Text Analysis of Causes of Accidents in Flight School


Introduction and Business Understanding

The data that we will analyze is “Aircraft accident reports from NTSB of 1,906 aircraft accidents”.

Flight School experiences a high-volume aircraft accident and wants to get recommendations from analysts to determine the causes of accidents and in what phases accidents occurred in Instructional Flights and give some corrective actions to reduce these accidents potentially. Flight School also wants Instructional flights, highlights its percentage of crashes, and relates to Personal flight crashes.

Data Understanding

The “Aircraft Incidents (1)” JMP file contains 1,906 accident reports or number of cases. The data set included 28 categorical variables, and our focus is on “Narrative Cause,” and we will be focusing on “Purpose of the Flight” and in what Phase the aircraft was during these accidents. In the “Purpose of the flight” category, 1,906 of total flights, “Unknown” is nine flights, and we are missing additional information from reports on 158 flights. Our concern is within Instructional Flights as the company has asked even though it’s ranked second in the highest percentages of accidents, first Personal Flights. Flight School had 1092 or 57.3% accidents when they used aircraft for personal purposes and 272 or 14.3% for Instructional Purposes.

The biggest concern in Instructional flights is that most accidents happened while the plane was landing - Landing Phase, which is 123 times out of 272 or 45.22% of total casualties. The second biggest Phase with accidents is Taking off the aircraft with 46 times or 16.91% of total accidents.


Here we analyze Instructional Flights in the Landing Phase.

Using Tabulate, we’ve created a table showing that the highest percentage of accidents happened in Personal and Instructional Flights 62.47% and 15.56%, respectively. Landing is the highest “Broad phase of flights” for both Personal and Instructional Flights with 27.29% and 45.22% respectively, since Instructional flights have the most significant percentage of crashes in the landing phase, it is our concern from now. Appendix A.

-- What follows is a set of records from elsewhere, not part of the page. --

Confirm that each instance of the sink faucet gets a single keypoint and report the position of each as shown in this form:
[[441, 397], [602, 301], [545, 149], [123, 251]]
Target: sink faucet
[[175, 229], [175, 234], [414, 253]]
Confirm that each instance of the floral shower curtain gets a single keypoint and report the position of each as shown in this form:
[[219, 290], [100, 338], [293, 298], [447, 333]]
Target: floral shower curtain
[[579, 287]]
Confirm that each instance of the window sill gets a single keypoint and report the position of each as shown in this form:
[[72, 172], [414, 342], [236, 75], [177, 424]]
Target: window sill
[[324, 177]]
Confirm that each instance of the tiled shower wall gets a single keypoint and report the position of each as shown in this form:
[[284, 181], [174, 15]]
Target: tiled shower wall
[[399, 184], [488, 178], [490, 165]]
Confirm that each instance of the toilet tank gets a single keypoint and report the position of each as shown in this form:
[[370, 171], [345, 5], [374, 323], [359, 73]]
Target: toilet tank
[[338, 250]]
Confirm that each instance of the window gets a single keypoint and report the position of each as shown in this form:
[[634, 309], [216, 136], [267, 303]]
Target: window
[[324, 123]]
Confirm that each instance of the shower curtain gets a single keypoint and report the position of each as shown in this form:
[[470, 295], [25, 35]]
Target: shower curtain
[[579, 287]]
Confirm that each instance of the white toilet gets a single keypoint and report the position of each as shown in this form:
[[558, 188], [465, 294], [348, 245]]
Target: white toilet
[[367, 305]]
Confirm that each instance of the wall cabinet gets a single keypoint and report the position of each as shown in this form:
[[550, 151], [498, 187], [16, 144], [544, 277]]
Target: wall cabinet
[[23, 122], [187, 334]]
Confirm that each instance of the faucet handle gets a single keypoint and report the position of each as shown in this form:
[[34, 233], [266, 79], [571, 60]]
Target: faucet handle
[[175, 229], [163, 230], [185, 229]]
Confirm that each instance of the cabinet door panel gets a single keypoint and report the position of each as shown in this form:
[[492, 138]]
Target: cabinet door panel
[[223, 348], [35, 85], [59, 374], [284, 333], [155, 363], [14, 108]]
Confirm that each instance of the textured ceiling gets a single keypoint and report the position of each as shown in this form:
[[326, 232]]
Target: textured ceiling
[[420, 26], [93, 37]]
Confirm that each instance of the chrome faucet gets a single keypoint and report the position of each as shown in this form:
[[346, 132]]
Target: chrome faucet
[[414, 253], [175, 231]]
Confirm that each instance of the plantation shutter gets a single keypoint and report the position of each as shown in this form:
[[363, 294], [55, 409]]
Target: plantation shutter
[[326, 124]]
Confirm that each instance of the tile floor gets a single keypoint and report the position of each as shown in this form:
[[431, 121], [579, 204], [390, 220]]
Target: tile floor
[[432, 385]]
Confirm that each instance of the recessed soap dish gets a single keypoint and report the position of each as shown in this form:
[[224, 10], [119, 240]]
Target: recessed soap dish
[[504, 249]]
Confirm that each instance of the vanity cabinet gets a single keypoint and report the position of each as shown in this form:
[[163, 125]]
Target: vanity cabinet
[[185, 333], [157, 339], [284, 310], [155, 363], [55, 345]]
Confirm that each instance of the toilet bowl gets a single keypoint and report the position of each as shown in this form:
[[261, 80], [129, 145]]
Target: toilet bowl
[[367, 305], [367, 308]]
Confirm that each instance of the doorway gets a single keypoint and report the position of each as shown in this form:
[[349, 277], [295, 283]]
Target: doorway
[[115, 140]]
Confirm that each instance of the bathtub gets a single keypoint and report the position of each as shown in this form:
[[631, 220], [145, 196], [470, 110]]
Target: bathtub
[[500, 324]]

Text Frequency and Word Cloud were created. The Text Explorer platform was used to analyze the text. No stemming was selected, and the standard options for words and characters were used. First, the text explorer produces a term and phrase list shown in Appendix B. Next, a local filter was used to obtain the frequencies for Landing Issues only, also shown in Appendix C.

*Excluding Landing in Instructional Flights, “landing,” “failure,” and “pilot’s” appeared 166, 162, and 125, respectively.

*Including Landing phase in Instructional Flights, Local Filter used, “landing,” “pilot’s” and “failure” appeared 118, 73, and 68, respectively. If we use to sort similar words and phrases, we will get: land*, pilot* and student* - 122, 105, and 72 times, respectively. However, terms won’t change. By using stemming for combining, the word “student” appears more than “failure.”

The Word Cloud was created to gain a general understanding of the most frequent words Appendix D. The size of each word was proportionate to its frequency. For example, the most frequent word is Landing.

For phrase frequency in Instructional Flights including Landing,

“directional control”, “student pilot’s,” and “failure to maintain” used 38, 38, and 33 times, respectively.

Singular Value Decomposition (SVD)

Next, Singular Value Decomposition (SVD) plots for the first five singular values for Terms and Document were created for Terms and Documents, as seen in Appendix E, F, and G. SVD analysis groups similar documents into topics. We can cluster text documents or cluster terms that are in a collection of documents.

Comparing these two appendixes on failure terms shows that the highest failure with Landing Phase is “student” 41%. However, if we exclude Landing “student,” failure appears only at 21%. Looking closer to the Landing Phase, we can tell that the highest percentage of terms related to the accidents are: student issues, landing, and flight issues.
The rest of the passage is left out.